The board voted unanimously to support its administration's south side consolidation plan.   

"We're quite confident this is going to happen," said board chairwoman Deborah Massaro. 

"We have recently received funding for the Hyde Park school renovation from the ministry and we're confident we'll be able to get a new build for the south side because the south side hasn't had any new builds for so many years. We hope that's going to happen."

Administration did not experience the same confidence of its board when it came to the north side, however. 

Board trustees voted seven to one against a recommendation to move Superior Collegiate Vocational Institute students to Hammarskjold High School in 2017.

Under the plan, St. James, C.D. Howe and Vance Chapman Public Schools would have all closed and its students would have been relocated to a renovated Superior in September 2018. 

Trustees were critical of a wide array of the plan's elements from the provincially-mandated review process in general to Superior having been built for older children.  

"I think we have to be very careful when we start giving away neighbourhood schools. It sounds great to have some big, fancy school but we've done that in the past and we've lost because of it at times," said Trustee Ron Oikonen. 

"I'm particularly concerned about St. James. That's the only inner-city school on the north side. It's still a bright school. There are a lot of community groups and they're helping the clientele there. If we send them to a great big school, I think some of them wouldn't be happy."  

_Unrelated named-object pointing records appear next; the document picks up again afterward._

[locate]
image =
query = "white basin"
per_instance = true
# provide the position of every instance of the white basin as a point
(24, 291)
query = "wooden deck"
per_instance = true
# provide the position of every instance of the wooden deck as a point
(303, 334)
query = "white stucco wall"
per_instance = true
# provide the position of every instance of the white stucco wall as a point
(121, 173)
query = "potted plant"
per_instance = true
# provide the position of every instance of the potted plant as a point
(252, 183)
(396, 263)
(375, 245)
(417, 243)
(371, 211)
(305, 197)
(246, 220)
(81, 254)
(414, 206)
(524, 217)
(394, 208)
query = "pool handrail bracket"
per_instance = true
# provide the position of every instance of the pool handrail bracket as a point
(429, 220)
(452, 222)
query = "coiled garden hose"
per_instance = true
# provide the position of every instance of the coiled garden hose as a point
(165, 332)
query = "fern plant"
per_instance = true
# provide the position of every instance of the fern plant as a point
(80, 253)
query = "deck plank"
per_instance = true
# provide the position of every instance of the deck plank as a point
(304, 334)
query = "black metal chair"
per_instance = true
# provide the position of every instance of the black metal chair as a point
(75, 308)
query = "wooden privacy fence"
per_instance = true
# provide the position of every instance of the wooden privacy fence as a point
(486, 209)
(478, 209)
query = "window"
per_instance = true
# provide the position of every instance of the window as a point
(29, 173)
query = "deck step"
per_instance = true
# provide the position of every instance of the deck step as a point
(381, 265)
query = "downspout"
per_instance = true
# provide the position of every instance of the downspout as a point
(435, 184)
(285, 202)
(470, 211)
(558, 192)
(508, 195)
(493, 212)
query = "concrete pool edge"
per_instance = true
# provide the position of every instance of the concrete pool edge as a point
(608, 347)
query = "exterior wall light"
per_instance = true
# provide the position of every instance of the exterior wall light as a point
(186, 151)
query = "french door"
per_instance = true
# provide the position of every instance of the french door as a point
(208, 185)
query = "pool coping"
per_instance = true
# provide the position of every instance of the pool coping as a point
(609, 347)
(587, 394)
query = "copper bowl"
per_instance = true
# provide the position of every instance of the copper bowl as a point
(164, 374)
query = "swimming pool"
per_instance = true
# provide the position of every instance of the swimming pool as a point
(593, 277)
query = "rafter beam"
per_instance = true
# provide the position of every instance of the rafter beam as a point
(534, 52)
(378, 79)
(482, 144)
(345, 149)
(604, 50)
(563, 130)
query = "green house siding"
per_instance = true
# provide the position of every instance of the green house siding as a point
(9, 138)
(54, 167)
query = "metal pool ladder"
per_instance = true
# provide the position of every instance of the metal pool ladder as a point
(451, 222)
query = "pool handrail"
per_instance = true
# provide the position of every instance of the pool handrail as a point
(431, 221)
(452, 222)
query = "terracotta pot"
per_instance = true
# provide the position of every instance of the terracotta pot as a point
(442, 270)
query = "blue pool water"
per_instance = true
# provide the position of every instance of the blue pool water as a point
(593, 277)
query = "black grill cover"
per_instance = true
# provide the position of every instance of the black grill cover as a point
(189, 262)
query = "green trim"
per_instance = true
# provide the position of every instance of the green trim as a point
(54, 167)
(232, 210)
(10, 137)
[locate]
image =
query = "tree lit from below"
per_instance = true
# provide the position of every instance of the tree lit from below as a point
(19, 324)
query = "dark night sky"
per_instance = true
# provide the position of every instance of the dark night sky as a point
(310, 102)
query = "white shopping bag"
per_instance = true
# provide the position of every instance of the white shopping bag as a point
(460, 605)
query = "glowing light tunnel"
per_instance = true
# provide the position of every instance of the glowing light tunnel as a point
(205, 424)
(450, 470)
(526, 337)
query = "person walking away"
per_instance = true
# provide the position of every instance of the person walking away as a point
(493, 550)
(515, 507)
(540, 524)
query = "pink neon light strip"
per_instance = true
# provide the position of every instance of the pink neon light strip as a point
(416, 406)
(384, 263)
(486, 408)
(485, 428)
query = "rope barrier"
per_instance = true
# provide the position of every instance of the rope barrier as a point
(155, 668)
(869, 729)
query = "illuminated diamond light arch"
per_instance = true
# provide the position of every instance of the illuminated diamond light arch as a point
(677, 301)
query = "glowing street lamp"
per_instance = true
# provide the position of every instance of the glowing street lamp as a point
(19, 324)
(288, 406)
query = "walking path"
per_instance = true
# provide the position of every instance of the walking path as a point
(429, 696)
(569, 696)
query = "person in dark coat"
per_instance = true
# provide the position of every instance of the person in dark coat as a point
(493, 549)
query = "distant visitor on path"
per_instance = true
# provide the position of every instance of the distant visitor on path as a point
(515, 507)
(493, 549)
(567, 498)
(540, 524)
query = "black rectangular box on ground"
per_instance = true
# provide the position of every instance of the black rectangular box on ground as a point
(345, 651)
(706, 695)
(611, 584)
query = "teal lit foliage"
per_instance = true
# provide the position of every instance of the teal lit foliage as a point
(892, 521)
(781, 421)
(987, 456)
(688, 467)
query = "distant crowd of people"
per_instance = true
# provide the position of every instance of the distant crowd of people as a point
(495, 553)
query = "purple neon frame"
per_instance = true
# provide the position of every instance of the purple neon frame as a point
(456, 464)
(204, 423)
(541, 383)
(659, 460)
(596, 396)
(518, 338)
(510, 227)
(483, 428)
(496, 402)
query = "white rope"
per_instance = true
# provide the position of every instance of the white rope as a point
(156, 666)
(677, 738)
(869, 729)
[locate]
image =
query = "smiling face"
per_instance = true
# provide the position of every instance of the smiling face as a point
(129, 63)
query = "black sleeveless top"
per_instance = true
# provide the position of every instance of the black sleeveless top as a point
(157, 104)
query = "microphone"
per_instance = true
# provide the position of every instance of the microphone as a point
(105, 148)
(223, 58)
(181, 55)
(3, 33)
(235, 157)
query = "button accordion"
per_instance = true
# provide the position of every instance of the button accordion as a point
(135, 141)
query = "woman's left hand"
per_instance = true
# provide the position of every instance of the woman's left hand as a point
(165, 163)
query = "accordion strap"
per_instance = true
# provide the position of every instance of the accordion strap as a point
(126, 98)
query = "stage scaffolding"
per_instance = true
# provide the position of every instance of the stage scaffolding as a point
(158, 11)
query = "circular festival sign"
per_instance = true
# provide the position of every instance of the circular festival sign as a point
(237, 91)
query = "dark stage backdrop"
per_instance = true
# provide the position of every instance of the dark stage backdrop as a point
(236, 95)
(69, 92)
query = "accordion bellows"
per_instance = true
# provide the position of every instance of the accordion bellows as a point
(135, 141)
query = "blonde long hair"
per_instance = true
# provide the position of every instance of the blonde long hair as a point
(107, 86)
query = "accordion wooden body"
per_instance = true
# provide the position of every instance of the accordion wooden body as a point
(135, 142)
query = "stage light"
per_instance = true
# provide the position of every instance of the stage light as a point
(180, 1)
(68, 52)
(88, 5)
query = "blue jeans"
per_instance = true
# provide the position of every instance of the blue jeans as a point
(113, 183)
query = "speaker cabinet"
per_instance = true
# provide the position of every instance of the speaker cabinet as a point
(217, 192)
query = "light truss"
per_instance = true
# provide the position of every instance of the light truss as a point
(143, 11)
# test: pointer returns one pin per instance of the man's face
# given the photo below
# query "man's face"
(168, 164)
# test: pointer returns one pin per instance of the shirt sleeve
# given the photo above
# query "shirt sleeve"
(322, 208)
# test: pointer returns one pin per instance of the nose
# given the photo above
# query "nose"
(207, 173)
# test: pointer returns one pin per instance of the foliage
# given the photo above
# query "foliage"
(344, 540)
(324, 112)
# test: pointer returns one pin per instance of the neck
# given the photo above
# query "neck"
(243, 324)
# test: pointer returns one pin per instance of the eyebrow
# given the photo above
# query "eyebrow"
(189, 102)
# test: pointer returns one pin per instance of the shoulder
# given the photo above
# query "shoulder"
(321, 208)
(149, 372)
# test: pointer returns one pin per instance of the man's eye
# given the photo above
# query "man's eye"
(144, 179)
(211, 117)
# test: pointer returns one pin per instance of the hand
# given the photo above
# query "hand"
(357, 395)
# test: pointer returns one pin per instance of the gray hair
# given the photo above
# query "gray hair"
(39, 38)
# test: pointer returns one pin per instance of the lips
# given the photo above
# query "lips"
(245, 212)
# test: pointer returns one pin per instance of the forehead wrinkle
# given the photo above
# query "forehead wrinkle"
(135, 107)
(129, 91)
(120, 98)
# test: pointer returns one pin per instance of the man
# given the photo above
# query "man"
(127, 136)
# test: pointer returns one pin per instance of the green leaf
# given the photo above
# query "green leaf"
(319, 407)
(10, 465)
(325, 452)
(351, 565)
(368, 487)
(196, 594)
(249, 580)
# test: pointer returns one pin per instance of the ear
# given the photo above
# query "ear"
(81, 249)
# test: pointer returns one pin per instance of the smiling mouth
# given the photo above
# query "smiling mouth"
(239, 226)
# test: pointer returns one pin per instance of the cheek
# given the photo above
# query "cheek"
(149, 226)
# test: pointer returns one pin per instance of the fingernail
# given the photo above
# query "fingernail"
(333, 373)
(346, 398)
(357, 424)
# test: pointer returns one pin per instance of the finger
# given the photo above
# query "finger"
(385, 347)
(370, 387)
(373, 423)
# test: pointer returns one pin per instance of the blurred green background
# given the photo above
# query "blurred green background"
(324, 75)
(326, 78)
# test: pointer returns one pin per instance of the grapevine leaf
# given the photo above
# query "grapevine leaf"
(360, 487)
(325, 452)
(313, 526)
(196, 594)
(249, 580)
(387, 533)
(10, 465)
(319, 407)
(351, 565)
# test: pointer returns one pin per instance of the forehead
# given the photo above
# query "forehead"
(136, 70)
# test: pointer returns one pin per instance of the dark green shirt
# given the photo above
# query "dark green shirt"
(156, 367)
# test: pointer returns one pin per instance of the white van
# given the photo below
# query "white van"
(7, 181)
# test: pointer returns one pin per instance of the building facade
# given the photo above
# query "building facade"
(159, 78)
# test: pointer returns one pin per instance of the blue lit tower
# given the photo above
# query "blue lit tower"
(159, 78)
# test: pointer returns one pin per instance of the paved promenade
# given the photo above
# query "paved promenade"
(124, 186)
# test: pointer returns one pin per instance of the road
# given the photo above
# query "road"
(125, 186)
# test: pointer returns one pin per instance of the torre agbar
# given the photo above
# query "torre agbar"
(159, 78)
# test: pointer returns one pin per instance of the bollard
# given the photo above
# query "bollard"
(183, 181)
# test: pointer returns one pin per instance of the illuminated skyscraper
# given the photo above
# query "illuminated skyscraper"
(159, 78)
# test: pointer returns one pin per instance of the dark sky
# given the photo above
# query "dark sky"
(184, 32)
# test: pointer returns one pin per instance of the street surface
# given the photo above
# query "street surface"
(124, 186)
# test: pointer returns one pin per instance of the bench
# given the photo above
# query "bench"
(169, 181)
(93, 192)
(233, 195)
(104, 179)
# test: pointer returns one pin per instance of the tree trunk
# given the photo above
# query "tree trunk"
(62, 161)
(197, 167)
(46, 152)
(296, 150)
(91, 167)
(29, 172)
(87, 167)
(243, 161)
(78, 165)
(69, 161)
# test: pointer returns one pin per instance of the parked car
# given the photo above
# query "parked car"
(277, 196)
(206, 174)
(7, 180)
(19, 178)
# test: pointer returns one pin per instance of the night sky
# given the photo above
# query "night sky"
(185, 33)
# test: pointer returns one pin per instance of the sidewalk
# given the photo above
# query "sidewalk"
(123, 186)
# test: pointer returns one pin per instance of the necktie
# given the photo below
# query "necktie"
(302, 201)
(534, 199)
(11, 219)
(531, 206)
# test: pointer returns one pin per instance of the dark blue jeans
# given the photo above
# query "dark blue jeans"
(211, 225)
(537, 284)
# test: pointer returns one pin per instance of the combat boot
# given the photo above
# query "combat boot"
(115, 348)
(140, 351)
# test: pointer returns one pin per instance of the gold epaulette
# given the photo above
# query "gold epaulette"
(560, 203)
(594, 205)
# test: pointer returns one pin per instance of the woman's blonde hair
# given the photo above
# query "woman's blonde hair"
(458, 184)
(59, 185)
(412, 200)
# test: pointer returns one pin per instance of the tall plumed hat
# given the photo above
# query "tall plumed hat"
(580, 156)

Trustee Marg Arnone spoke passionately as the policy's lone supporter. She praised the Hammarskjold property as having recreational space, room to expand and while it's close to Red River Road businesses, it's also isolated from the thoroughfare and its neighbours.  

"To me, it's a smart thing to do. After all, they're going to spend eight, nine, 10 years there," Arnone said.  

Why shouldn't they have the best when they're growing up? Why shouldn't someone from St. James come from a 100-year-old school and experience that? I think it's just the right thing to do." 

Superior students and their parents celebrated what they saw as saving their school, which was constructed in 2009 to accommodate Port Arthur Collegiate Institute (PACI) and Hillcrest Collegiate Vocational Institute at a cost of $32 million.  

"I truly believe Superior should stay open because it was built to be a high school," said Superior Grade 10 student Madilyn Rappard. 

"It kind of made no sense to shut down after just a few years of being open."